# Mathematical Physics – Breakdown of the Bogoliubov Transformation Group

Consider the Fock fermion space $$mathcal {F} = bigoplus_ {k ge 0} bigwedge ^ k mathfrak {h}$$ some finite dimension Hilbert space with 1 particle $$mathfrak {h}$$. The group $$mathrm {Bog} ( mathcal {F})$$ Bogoliubov transformations can be defined as the set of unitary maps $$U$$ sure $$mathcal {F}$$ for which there is linear maps $$u: mathfrak {h} to mathfrak {h}$$ and $$v: mathfrak {h} to mathfrak {h} ^ *$$ such as $$Ua (f) U ^ * = a ^ * (uf) + a (J ^ * (v (f))) quad forall f in mathfrak {h},$$
or $$a ^ *, a: mathfrak {h} to mathcal {B} ( mathcal {F})$$ designate the usual operators of creation and annihilation of fermions and $$J: mathfrak {h} to mathfrak {h} ^ *$$ denotes the isomorphism of Riesz.

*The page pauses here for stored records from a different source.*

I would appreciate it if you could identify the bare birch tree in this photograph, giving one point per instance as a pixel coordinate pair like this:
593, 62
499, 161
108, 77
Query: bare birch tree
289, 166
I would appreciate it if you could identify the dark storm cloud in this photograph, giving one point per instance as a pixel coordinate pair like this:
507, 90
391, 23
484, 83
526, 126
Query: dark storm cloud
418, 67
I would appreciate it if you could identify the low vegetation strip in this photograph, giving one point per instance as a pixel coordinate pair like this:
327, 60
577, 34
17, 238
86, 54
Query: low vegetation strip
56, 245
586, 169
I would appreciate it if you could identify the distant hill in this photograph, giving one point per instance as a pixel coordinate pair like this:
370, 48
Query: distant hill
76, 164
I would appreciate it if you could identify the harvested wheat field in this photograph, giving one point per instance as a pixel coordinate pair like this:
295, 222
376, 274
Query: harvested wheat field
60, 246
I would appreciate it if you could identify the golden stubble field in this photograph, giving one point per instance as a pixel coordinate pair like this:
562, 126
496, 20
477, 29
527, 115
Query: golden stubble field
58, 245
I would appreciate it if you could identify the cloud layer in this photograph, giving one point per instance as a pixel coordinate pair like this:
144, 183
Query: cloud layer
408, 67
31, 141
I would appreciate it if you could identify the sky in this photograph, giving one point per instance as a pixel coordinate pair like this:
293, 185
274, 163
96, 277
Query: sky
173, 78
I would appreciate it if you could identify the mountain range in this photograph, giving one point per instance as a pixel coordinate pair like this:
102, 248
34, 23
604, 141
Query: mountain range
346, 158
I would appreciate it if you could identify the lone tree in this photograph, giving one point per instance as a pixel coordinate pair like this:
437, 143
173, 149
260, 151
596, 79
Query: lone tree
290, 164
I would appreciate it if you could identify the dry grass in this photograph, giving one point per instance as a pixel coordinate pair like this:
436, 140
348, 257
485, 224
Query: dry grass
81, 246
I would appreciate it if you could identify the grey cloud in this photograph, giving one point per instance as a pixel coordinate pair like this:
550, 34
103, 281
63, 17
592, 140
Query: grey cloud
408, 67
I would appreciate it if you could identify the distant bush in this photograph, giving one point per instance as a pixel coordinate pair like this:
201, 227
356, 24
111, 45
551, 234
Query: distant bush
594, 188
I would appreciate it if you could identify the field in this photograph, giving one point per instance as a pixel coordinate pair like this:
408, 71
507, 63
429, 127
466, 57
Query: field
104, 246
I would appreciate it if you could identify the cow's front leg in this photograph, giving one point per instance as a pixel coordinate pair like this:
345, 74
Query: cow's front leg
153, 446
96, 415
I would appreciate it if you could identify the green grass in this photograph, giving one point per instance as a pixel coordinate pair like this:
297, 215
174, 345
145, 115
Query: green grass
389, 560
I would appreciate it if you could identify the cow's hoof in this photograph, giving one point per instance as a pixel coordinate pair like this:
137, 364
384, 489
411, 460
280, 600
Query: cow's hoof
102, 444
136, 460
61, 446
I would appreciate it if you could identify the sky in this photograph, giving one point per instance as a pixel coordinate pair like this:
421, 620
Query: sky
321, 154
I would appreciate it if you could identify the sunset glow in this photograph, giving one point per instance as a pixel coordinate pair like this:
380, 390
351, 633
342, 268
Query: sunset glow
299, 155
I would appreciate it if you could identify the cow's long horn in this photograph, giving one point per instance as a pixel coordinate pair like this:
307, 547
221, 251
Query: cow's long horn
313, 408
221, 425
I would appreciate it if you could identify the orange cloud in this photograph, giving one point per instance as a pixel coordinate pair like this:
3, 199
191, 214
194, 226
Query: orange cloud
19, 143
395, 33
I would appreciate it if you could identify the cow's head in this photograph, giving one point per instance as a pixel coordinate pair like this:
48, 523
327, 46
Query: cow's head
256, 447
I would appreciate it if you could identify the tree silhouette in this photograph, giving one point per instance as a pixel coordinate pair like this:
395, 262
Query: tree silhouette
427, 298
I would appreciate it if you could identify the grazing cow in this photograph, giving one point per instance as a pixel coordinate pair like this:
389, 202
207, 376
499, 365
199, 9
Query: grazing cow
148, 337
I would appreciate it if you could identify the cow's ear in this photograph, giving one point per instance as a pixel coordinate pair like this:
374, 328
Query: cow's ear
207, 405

It is not difficult to see that these $$u$$ and $$v$$ define a unitary map $$Phi (U) in U ( mathfrak {h} oplus mathfrak {h} ^ *)$$ commute with $$mathcal {J}$$, or
$$Phi (U): = begin {pmatrix} u & J ^ * vJ ^ * \ v & JuJ ^ * end {pmatrix}, quad mathcal {J}: = begin {pmatrix} 0 & J ^ * \ J & 0 end {pmatrix}.$$

defining $$G: = {A in U ( mathfrak {h} oplus mathfrak {h} ^ *) mid A mathcal {J} = mathcal {J} A }$$, actually $$Phi$$ defines a short exact sequence of Lie groups $$1 to mathbb {S} ^ 1 to mathrm {Bog} ( mathcal {F}) to G to 1,$$
Now my question is: is this sequence divided (or, in other words, is $$mathrm {Bog} ( mathcal {F}) s mathbb {S} ^ 1 times G$$)?

Note that if we work in the category of groups (as opposed to Lie groups), the group's central extensions $$G$$ by $$mathbb {S} ^ 1$$ are classified (up to isomorphism) by the cohomology group $$H ^ 2 (G, mathbb {S} ^ 1)$$. If this classification is also valid in the Lie group setting, there may be a general result showing that $$H ^ 2 (G, mathbb {S} ^ 1) = 0$$which would answer my question positively.